For a long time, MySQL developers relied heavily on GROUP BY to aggregate data. While effective, GROUP BY has a major limitation: it collapses individual rows into a single summary. If you need to calculate a running total or rank items while still seeing every row in your result set, you need Window Functions.

Introduced in MySQL 8.0, window functions perform calculations across a set of table rows that are related to the current row. This is incredibly useful for financial reporting, leaderboard systems, and data cleaning.

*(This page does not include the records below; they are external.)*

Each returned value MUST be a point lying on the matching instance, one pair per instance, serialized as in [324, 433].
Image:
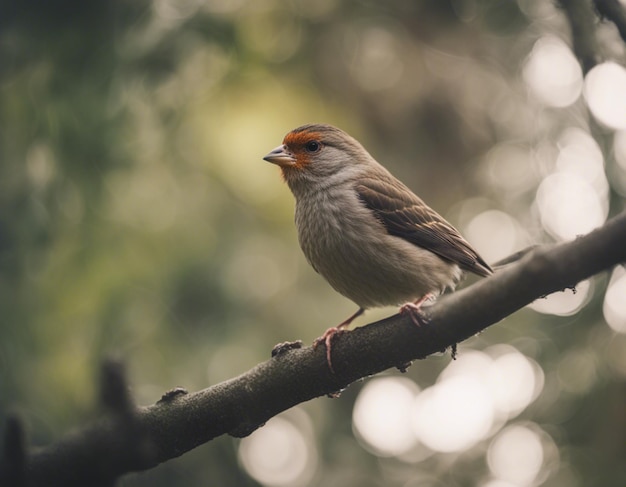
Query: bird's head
[316, 152]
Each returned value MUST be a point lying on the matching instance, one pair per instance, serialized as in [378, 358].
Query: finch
[363, 230]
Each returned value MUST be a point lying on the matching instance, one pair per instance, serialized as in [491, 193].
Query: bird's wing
[406, 216]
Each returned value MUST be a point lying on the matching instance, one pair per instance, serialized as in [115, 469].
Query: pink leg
[328, 335]
[413, 309]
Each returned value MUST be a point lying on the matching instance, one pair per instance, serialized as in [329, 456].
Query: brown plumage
[363, 230]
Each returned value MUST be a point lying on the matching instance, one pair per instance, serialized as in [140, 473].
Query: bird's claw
[326, 339]
[414, 312]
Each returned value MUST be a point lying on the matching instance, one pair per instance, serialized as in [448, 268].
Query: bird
[374, 240]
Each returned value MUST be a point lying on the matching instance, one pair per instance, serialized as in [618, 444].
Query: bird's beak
[280, 156]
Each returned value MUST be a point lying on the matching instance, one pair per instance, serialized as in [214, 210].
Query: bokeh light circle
[516, 455]
[605, 92]
[381, 414]
[278, 455]
[552, 73]
[614, 306]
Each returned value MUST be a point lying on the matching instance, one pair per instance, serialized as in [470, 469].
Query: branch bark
[133, 438]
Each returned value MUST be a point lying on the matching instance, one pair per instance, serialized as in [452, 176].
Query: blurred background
[137, 219]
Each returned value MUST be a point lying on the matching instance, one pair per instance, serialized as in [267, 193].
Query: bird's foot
[327, 339]
[414, 309]
[328, 335]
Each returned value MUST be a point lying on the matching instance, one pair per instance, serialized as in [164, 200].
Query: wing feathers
[406, 216]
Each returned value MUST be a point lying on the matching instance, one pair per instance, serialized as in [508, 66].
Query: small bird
[363, 230]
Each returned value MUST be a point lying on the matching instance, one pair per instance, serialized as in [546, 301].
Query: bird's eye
[313, 146]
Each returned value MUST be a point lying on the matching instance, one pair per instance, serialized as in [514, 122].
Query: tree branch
[131, 439]
[615, 12]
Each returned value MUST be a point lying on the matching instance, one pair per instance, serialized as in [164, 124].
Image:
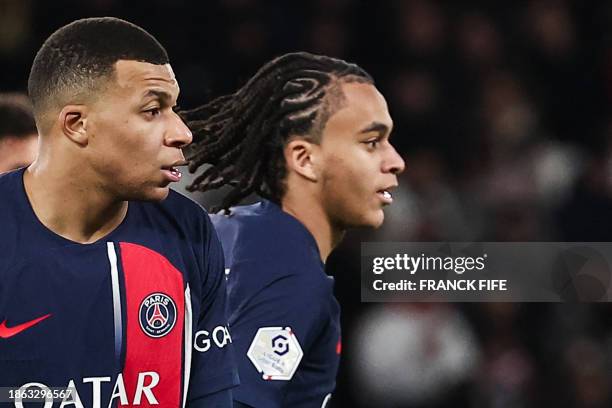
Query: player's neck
[308, 211]
[70, 207]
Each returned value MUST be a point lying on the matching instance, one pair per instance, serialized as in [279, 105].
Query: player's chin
[371, 219]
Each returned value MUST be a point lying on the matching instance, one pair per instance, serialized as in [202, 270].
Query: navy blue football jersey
[138, 318]
[284, 318]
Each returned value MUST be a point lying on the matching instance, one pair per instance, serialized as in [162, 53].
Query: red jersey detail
[147, 272]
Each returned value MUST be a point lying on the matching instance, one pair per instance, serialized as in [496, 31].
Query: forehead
[363, 104]
[137, 76]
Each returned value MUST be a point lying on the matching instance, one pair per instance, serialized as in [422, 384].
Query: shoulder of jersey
[182, 207]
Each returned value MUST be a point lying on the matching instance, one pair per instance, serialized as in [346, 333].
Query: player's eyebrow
[377, 127]
[163, 96]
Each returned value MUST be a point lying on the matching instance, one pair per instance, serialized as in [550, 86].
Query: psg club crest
[157, 315]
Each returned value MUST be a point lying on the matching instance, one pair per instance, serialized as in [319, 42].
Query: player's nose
[393, 162]
[178, 134]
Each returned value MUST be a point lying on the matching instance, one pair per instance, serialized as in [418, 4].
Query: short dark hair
[242, 135]
[73, 59]
[16, 117]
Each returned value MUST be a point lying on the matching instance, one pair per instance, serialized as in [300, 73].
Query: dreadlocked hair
[242, 135]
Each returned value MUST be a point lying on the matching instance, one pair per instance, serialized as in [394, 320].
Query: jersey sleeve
[213, 366]
[271, 329]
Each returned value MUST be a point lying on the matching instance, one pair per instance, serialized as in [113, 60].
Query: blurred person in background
[310, 135]
[18, 134]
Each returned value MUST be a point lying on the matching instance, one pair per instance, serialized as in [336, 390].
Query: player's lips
[172, 173]
[385, 194]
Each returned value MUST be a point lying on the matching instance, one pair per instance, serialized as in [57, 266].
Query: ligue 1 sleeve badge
[157, 315]
[275, 352]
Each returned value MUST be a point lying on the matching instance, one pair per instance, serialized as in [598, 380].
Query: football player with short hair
[309, 134]
[110, 284]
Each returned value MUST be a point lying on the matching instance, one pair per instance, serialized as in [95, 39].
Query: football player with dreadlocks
[310, 135]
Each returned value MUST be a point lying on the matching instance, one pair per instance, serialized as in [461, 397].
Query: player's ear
[299, 157]
[73, 123]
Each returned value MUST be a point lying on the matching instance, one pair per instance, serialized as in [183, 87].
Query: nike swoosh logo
[6, 332]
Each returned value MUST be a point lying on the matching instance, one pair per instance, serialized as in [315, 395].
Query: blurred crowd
[503, 115]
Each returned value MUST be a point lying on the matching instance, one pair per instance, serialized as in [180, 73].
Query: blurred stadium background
[503, 115]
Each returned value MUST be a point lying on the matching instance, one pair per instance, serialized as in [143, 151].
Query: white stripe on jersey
[112, 257]
[188, 344]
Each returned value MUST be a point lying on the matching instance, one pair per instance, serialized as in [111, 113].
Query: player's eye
[373, 143]
[153, 112]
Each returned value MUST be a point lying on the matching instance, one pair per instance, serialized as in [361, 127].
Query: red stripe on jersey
[147, 272]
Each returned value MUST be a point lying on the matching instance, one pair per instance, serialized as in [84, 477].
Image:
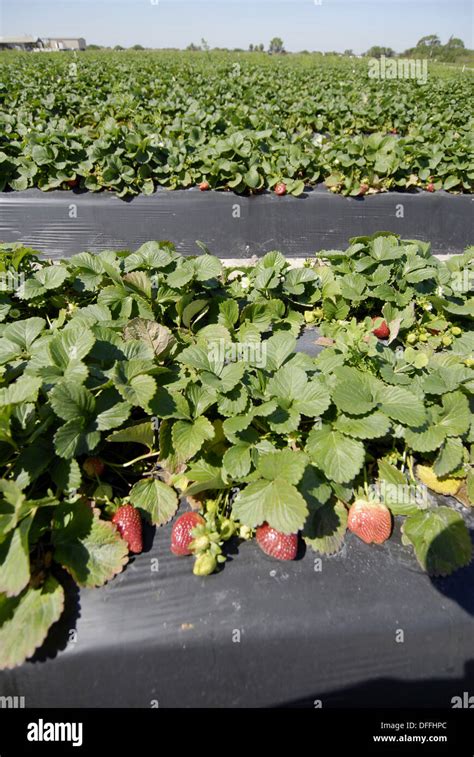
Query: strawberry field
[145, 388]
[130, 122]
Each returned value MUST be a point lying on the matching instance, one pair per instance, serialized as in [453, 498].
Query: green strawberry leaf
[277, 502]
[25, 621]
[440, 539]
[95, 557]
[325, 529]
[15, 559]
[336, 455]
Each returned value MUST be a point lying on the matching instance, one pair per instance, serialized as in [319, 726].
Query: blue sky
[303, 24]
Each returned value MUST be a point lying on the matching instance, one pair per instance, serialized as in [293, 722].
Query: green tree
[431, 40]
[454, 43]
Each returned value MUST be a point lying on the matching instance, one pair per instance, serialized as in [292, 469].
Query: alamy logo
[42, 731]
[465, 702]
[399, 68]
[12, 703]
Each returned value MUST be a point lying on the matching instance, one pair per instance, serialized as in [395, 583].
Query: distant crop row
[132, 122]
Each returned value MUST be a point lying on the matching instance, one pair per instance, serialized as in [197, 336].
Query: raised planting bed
[62, 223]
[138, 388]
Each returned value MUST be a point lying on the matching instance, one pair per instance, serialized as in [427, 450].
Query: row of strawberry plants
[131, 380]
[131, 123]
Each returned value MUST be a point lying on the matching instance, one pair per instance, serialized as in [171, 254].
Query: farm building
[18, 43]
[64, 43]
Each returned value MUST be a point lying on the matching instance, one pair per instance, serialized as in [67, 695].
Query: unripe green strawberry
[226, 529]
[199, 544]
[181, 533]
[205, 564]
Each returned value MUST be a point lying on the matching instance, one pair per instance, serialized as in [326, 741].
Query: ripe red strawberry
[280, 188]
[370, 521]
[129, 525]
[383, 331]
[93, 466]
[275, 544]
[181, 536]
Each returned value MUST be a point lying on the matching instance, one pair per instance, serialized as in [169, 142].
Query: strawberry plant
[132, 122]
[129, 380]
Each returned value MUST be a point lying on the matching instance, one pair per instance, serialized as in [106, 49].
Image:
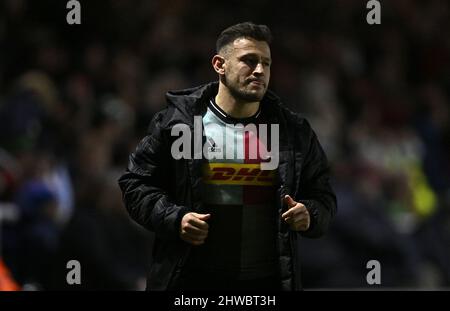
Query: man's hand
[297, 216]
[194, 228]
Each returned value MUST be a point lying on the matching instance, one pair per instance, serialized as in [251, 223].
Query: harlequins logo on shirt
[212, 145]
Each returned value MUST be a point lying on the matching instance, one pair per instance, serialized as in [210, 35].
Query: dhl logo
[237, 174]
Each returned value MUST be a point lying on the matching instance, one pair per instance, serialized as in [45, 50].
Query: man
[221, 220]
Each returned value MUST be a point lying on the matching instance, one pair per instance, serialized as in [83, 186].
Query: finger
[203, 217]
[203, 225]
[289, 201]
[195, 231]
[289, 213]
[193, 237]
[289, 220]
[194, 242]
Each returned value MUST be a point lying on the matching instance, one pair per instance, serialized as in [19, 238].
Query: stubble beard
[241, 94]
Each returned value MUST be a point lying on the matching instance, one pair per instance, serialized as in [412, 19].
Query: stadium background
[75, 100]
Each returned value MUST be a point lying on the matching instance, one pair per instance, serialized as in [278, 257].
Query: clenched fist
[194, 228]
[297, 216]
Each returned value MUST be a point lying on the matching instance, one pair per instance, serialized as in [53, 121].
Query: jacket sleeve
[144, 188]
[315, 189]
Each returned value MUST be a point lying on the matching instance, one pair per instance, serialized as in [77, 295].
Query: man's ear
[218, 63]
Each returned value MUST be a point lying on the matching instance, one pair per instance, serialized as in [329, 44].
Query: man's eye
[250, 61]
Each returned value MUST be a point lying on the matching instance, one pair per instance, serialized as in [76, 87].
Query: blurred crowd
[76, 99]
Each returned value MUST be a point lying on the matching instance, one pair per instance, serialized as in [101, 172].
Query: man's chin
[253, 96]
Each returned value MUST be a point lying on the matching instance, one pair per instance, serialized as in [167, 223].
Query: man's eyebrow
[254, 55]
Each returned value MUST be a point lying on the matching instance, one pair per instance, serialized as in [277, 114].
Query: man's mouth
[257, 82]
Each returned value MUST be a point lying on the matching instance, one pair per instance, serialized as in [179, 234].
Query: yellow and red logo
[237, 174]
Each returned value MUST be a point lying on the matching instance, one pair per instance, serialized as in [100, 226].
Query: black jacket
[159, 190]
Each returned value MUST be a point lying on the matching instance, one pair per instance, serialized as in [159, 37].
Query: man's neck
[234, 107]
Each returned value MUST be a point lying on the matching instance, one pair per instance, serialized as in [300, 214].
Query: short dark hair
[243, 30]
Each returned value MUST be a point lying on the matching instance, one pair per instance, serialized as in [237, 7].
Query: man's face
[247, 69]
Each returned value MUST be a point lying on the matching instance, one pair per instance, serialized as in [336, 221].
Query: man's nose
[259, 69]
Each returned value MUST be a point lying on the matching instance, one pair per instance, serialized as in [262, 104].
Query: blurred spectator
[74, 101]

The Setup: A Simple Sales Table

To understand how these functions work, let’s look at a typical sales table. We want to track how employees are performing within their respective regions.

CREATE TABLE sales (
    id INT AUTO_INCREMENT PRIMARY KEY,
    employee_name VARCHAR(50),
    region VARCHAR(50),
    sale_amount DECIMAL(10, 2)
);

INSERT INTO sales (employee_name, region, sale_amount) VALUES
('Alice', 'North', 5000),
('Bob', 'North', 4500),
('Charlie', 'North', 5000),
('David', 'South', 6000),
('Eve', 'South', 5500);

Understanding ROW_NUMBER, RANK, and DENSE_RANK

MySQL offers three primary ways to rank data. Each behaves differently when it encounters a tie (e.g., Alice and Charlie both sold $5,000).

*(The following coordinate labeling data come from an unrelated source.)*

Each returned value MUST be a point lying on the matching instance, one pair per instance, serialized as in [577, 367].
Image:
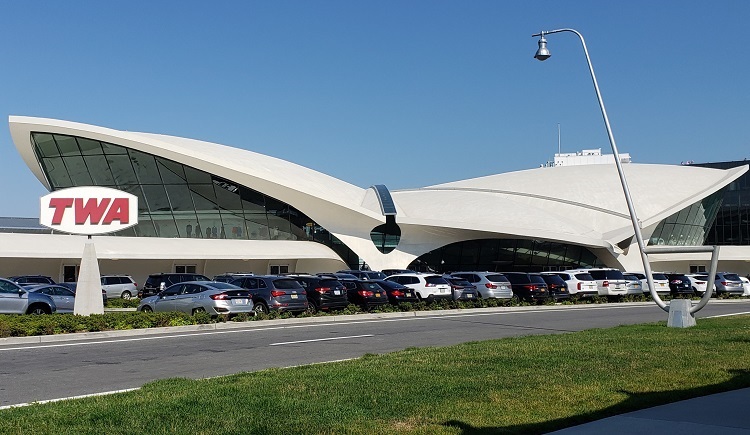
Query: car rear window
[497, 278]
[286, 284]
[435, 280]
[537, 279]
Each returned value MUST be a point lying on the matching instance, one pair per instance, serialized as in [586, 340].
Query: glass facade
[506, 255]
[175, 200]
[732, 224]
[689, 226]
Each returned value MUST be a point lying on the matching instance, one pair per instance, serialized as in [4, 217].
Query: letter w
[91, 210]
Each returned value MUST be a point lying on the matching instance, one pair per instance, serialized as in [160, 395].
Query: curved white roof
[582, 205]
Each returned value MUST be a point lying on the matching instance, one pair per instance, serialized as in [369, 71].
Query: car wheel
[261, 308]
[39, 309]
[311, 307]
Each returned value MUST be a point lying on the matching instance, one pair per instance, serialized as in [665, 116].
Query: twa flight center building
[211, 209]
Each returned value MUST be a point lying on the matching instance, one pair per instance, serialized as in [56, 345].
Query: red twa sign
[89, 210]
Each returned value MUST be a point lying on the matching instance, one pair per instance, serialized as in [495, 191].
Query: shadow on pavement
[634, 402]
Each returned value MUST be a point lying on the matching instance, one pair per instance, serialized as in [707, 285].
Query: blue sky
[402, 93]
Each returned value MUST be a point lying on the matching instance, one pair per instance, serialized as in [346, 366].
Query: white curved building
[214, 208]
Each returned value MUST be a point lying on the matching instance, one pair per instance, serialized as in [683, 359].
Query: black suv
[154, 282]
[323, 294]
[274, 292]
[527, 286]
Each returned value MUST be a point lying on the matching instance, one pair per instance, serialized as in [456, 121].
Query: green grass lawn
[517, 385]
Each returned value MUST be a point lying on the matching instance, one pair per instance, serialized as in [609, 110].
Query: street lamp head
[542, 53]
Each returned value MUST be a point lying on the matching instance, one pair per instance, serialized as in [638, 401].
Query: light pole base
[679, 314]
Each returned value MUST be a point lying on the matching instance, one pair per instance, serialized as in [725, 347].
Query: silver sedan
[194, 297]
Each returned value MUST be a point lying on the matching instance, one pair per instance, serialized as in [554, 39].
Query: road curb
[82, 336]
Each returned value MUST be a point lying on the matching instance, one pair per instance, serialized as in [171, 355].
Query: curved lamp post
[543, 54]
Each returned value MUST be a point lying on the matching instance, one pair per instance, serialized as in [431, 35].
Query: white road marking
[83, 396]
[320, 339]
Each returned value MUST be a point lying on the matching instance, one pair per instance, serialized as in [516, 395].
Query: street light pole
[544, 54]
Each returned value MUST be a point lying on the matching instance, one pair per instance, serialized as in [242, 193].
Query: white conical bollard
[89, 289]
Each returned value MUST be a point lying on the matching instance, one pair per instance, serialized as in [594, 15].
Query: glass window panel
[180, 198]
[234, 225]
[45, 144]
[56, 172]
[122, 170]
[157, 199]
[67, 145]
[227, 200]
[204, 197]
[145, 167]
[109, 148]
[171, 172]
[195, 176]
[89, 147]
[99, 170]
[79, 173]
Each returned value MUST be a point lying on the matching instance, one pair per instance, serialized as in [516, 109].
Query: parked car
[427, 286]
[580, 284]
[699, 282]
[462, 290]
[24, 280]
[365, 274]
[231, 276]
[323, 294]
[194, 297]
[745, 286]
[489, 284]
[367, 294]
[527, 286]
[634, 285]
[274, 292]
[119, 286]
[63, 295]
[15, 299]
[389, 272]
[159, 281]
[556, 286]
[609, 282]
[679, 284]
[728, 283]
[660, 280]
[396, 292]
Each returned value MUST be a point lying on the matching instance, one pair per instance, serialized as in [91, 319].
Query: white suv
[609, 282]
[580, 284]
[427, 286]
[489, 284]
[119, 286]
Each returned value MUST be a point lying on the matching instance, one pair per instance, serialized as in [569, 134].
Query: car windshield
[497, 278]
[435, 280]
[223, 285]
[537, 279]
[286, 284]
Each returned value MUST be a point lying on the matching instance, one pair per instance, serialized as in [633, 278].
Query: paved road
[51, 370]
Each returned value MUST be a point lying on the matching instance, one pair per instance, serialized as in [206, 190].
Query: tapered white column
[89, 289]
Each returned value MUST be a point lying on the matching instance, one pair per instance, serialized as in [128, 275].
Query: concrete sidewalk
[717, 414]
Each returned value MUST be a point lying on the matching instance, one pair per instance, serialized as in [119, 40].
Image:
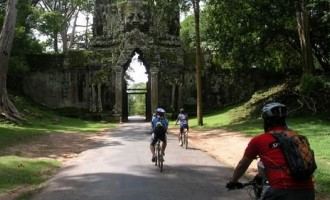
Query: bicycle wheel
[186, 139]
[156, 153]
[161, 163]
[160, 158]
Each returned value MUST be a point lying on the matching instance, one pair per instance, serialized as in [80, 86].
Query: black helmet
[160, 111]
[274, 110]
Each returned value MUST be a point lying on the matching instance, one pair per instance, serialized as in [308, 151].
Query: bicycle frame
[159, 156]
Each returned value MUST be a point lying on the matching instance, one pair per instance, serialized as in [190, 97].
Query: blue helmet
[160, 111]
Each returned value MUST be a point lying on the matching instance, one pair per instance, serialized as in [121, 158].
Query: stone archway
[149, 27]
[148, 93]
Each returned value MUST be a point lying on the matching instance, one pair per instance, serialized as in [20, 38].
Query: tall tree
[7, 108]
[303, 26]
[195, 4]
[56, 18]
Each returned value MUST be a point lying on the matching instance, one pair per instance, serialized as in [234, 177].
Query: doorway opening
[137, 93]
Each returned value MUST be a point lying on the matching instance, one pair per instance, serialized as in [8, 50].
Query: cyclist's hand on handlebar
[234, 185]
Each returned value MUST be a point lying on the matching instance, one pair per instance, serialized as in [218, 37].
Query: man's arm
[240, 169]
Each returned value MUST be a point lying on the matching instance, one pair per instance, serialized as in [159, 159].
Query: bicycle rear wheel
[186, 139]
[160, 158]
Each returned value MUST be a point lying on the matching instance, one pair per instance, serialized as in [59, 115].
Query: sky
[137, 71]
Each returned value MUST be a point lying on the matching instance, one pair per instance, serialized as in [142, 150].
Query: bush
[310, 84]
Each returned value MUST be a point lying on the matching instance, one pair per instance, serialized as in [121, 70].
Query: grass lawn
[15, 171]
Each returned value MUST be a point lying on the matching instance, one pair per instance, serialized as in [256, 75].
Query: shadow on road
[182, 182]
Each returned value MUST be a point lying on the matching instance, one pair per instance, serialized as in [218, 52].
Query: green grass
[17, 171]
[40, 121]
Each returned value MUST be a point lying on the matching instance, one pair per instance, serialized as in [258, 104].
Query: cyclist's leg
[180, 135]
[164, 143]
[152, 145]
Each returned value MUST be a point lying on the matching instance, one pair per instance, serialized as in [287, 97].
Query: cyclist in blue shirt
[183, 120]
[159, 125]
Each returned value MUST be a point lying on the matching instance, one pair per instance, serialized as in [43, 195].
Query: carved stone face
[135, 17]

ROW_NUMBER(): Assigns a unique, sequential number to each row regardless of ties.
RANK(): Assigns the same rank to ties but leaves gaps in the sequence.
DENSE_RANK(): Assigns the same rank to ties but does not leave gaps.

Let’s see them in action within their regions:

SELECT 
    employee_name, 
    region, 
    sale_amount,
    ROW_NUMBER() OVER (PARTITION BY region ORDER BY sale_amount DESC) as row_num,
    RANK() OVER (PARTITION BY region ORDER BY sale_amount DESC) as rank_val,
    DENSE_RANK() OVER (PARTITION BY region ORDER BY sale_amount DESC) as dense_rank_val
FROM sales;

Practical Use Case: Deduplicating Data

One of the most practical applications of ROW_NUMBER() is identifying and removing duplicate records. Suppose you have a table where the same log entry was accidentally inserted multiple times. You can use a Common Table Expression (CTE) to find the duplicates.

WITH CTE AS (
    SELECT 
        id, 
        ROW_NUMBER() OVER (PARTITION BY employee_name, sale_amount ORDER BY id) as occurrence
    FROM sales
)
SELECT * FROM CTE WHERE occurrence > 1;

In this query, any row with an occurrence greater than 1 is a duplicate. You can easily change the SELECT to a DELETE (using a join) to clean your database instantly.

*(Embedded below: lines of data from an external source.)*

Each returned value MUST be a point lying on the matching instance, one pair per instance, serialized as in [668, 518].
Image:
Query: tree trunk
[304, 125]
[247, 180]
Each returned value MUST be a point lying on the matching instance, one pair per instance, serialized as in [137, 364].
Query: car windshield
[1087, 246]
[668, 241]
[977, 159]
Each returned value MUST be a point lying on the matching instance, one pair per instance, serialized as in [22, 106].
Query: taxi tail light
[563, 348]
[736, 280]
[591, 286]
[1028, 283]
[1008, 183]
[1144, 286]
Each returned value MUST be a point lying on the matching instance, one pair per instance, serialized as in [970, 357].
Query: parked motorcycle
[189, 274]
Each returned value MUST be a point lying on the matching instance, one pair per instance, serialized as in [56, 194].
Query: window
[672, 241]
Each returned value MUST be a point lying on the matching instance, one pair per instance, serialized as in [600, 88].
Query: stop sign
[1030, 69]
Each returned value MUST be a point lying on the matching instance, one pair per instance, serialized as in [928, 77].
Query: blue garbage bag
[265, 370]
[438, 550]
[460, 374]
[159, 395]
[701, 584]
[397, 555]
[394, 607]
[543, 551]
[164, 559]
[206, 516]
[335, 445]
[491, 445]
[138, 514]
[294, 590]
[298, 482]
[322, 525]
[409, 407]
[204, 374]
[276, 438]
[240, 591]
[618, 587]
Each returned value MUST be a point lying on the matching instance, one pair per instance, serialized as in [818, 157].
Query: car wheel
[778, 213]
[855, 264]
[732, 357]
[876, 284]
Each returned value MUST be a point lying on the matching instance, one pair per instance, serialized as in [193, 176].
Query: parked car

Performance Considerations

While window functions are powerful, they are calculated after the WHERE, GROUP BY, and HAVING clauses. This means the database has to process the entire filtered result set in memory to calculate the windows. To keep your queries fast, ensure that the columns used in your ORDER BY and PARTITION BY clauses are properly indexed. This allows MySQL to sort and group the data much more efficiently.

By mastering these functions, you can write cleaner, more efficient SQL that handles complex analytical tasks directly on the database server, reducing the amount of logic you need to write in your application code.